After altering its business plan, the embattled carrier has finally been thrown a lifeline
The government of Norway has backed a rescue plan for struggling carrier Norwegian Air Shuttle and will contribute to the airline’s funding of new capital, allowing it to pursue a path away from bankruptcy.
The move is a shift of position from the one the government took in October when it denied the company a second bailout and forced it to seek protection from creditors in Ireland and Norway.
“On behalf of everyone at Norwegian, I would like to sincerely thank the government for their support. Norwegian has been faced with a very challenging and demanding situation due to the pandemic, and the government’s support significantly increases our chances of raising new capital and getting us through the reconstruction process we are currently in,” said Jacob Schram, Norwegian CEO.
The simplified business plan focuses on a European route network and the discontinuing of long-haul operations, as well as significantly reducing debt.
The plan comprises a fleet of around 50 aircraft in operation this year, and to gradually increase to approximately 70 jets in 2022, pending demand and potential travel restrictions. The debt will be reduced to around NOK 20 billion (£1.7bn), and the company will raise four to five billion NOK (£386m) in new capital.

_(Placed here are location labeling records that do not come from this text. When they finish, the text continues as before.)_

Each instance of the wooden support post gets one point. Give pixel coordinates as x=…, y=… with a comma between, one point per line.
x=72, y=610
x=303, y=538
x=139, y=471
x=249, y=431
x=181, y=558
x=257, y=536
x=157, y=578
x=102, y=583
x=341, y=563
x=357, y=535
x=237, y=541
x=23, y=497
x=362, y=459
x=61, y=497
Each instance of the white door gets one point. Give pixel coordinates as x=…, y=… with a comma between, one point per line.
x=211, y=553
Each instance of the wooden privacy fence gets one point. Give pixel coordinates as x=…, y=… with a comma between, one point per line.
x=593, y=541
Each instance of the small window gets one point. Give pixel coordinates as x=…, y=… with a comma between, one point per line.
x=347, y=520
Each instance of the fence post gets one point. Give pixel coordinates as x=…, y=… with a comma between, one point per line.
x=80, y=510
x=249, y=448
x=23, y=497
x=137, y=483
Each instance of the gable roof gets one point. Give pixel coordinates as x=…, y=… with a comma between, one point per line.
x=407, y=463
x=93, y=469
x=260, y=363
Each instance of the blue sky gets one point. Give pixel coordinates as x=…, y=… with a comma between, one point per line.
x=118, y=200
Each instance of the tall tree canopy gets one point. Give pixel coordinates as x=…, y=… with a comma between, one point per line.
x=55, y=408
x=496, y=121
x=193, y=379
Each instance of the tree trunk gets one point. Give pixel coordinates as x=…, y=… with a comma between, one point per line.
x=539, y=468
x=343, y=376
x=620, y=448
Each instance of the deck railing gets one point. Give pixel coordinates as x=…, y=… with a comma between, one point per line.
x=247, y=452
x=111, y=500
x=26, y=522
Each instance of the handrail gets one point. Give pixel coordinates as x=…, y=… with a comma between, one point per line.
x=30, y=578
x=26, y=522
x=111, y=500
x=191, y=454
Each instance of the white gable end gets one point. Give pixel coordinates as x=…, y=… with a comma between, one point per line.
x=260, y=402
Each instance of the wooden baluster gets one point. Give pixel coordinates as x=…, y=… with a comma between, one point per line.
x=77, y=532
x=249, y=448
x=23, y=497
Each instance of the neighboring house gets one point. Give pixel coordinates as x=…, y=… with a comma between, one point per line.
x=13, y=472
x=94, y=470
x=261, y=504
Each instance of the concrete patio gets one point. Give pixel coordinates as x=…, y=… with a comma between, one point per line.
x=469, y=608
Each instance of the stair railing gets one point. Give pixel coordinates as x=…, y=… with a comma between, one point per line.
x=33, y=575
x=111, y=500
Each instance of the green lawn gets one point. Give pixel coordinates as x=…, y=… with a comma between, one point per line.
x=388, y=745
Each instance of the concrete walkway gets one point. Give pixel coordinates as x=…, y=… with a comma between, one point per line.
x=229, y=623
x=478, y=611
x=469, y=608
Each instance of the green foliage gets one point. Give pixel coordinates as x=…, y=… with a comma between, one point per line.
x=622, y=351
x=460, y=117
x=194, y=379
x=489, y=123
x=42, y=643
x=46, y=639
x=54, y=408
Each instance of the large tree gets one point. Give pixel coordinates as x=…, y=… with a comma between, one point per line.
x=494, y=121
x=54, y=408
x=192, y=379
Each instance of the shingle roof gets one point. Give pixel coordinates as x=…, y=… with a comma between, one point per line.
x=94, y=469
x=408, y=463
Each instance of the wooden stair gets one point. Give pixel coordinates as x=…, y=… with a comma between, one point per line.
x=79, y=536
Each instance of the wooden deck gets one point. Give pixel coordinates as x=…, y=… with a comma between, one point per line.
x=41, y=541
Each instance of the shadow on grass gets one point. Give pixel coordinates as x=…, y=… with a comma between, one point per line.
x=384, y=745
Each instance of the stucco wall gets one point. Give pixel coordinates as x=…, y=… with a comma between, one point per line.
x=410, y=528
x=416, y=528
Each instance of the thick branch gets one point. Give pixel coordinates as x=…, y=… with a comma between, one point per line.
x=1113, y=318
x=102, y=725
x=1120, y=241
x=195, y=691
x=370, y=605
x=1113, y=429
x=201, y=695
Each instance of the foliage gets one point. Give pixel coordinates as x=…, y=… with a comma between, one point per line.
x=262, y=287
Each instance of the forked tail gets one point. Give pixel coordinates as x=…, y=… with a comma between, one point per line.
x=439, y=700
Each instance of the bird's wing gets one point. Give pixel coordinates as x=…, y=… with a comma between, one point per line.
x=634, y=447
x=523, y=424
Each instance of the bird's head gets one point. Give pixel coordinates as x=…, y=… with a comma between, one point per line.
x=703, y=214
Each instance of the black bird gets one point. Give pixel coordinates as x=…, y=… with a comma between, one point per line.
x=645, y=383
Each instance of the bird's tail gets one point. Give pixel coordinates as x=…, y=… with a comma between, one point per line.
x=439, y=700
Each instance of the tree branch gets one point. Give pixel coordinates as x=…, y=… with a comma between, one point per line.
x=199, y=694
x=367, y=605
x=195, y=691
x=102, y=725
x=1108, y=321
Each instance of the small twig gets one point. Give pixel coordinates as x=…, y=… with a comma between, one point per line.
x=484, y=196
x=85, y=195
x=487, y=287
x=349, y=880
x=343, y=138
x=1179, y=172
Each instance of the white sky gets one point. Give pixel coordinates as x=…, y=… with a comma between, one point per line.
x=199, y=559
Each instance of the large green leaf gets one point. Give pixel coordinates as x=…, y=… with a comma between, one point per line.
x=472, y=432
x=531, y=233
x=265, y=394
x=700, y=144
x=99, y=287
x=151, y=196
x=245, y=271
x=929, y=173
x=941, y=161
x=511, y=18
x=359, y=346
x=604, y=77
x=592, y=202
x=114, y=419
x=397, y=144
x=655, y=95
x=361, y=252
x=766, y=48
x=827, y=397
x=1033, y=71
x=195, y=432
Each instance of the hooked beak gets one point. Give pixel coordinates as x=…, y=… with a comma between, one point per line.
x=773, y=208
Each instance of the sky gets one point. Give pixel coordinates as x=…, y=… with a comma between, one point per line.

Schram, added: “With a new business plan, and a participation from the government, we are confident we can attract investors and get through the Examinership and reconstruction process. We have received extensive support from political parties, customers, colleagues, shareholders, and business partners, for which we are extremely grateful, especially during these challenging times. Furthermore, the government’s support will contribute to help securing jobs and maintain healthy competition within the aviation sector.”
Founded in 1993, Norwegian began operating as a low-cost carrier using Boeing 737s in 2002 and branched out into the long-haul market in May 2013.